If you are not planning to scrape Prometheus metrics, please unset EN_PROMETHEUS_PORT
environment variable to prevent
memory leaking.
Metric name | Type | Labels | Description |
---|---|---|---|
external_node_synced | Gauge | - | 1 if synced, 0 otherwise. Matches eth_call behavior |
external_node_sync_lag | Gauge | - | How many blocks behind the main node the ZKsync node is |
external_node_fetcher_requests | Histogram | stage , actor | Duration of requests performed by the different fetcher components |
external_node_fetcher_cache_requests | Histogram | - | Duration of requests performed by the fetcher cache layer |
external_node_fetcher_miniblock | Gauge | status | The number of the last L2 block update fetched from the main node |
external_node_fetcher_l1_batch | Gauge | status | The number of the last batch update fetched from the main node |
external_node_action_queue_action_queue_size | Gauge | - | Amount of fetched items waiting to be processed |
server_miniblock_number | Gauge | stage =sealed | Last locally applied L2 block number |
server_block_number | Gauge | stage =sealed | Last locally applied L1 batch number |
server_block_number | Gauge | stage =tree_lightweight_mode | Last L1 batch number processed by the tree |
server_processed_txs | Counter | stage =mempool_added, state_keeper | Can be used to show incoming and processing TPS values |
api_web3_call | Histogram | method | Duration of Web3 API calls |
sql_connection_acquire | Histogram | - | Time to get an SQL connection from the connection pool |
Interpretation
After applying a dump, the ZKsync node has to rebuild the Merkle tree to verify the correctness of the state in PostgreSQL.

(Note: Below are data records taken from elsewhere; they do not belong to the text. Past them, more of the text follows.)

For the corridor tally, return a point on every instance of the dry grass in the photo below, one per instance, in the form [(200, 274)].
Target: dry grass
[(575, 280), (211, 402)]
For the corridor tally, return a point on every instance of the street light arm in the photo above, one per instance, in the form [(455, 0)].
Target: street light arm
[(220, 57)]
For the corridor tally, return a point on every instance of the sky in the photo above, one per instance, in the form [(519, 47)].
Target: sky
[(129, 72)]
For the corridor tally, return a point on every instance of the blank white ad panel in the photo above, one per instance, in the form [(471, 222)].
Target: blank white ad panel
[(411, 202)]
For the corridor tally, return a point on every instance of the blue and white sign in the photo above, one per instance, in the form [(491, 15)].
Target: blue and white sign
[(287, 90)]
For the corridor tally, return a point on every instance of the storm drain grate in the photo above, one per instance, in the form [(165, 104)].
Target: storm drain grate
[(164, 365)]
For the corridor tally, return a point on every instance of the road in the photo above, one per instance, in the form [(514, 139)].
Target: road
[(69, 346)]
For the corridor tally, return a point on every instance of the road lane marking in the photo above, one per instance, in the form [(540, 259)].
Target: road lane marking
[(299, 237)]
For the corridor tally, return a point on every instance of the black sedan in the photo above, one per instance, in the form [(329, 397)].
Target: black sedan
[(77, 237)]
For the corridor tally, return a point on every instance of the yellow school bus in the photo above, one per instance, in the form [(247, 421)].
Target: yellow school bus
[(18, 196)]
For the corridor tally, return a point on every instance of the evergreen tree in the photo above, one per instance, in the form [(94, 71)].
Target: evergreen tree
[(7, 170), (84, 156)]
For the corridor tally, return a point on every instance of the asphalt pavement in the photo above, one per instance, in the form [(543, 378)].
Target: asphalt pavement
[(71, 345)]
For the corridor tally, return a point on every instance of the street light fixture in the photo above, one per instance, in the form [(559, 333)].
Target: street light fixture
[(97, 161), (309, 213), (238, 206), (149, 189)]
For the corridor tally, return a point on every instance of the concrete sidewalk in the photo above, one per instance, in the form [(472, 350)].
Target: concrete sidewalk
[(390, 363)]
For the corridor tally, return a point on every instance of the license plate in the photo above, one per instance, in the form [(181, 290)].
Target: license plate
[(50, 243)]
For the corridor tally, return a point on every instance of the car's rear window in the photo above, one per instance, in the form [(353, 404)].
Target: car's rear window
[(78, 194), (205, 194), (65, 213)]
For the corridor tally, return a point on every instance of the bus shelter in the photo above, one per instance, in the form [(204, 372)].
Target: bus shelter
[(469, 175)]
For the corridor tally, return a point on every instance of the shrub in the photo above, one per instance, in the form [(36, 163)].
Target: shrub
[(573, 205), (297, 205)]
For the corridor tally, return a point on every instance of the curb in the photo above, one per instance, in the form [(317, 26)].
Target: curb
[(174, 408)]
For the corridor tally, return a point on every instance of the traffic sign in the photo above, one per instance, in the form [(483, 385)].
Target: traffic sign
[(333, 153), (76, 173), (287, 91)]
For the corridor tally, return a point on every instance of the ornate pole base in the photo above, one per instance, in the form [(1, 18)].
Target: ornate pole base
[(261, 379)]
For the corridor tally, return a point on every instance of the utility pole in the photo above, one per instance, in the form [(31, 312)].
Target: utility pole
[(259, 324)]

During this stage, server_block_number { stage='tree_lightweight_mode' }
is increasing from 0 to
server_block_number { stage='sealed' }
, while the latter does not increase (the ZKsync node needs the tree to be up-to-date to
progress).
After that, the ZKsync node has to sync with the main node. server_block_number { stage='sealed' }
is increasing, and
external_node_sync_lag
is decreasing.
Once the node is synchronized, it is indicated by the external_node_synced
.
Metrics can be used to detect anomalies in configuration, which is described in more detail in the next section.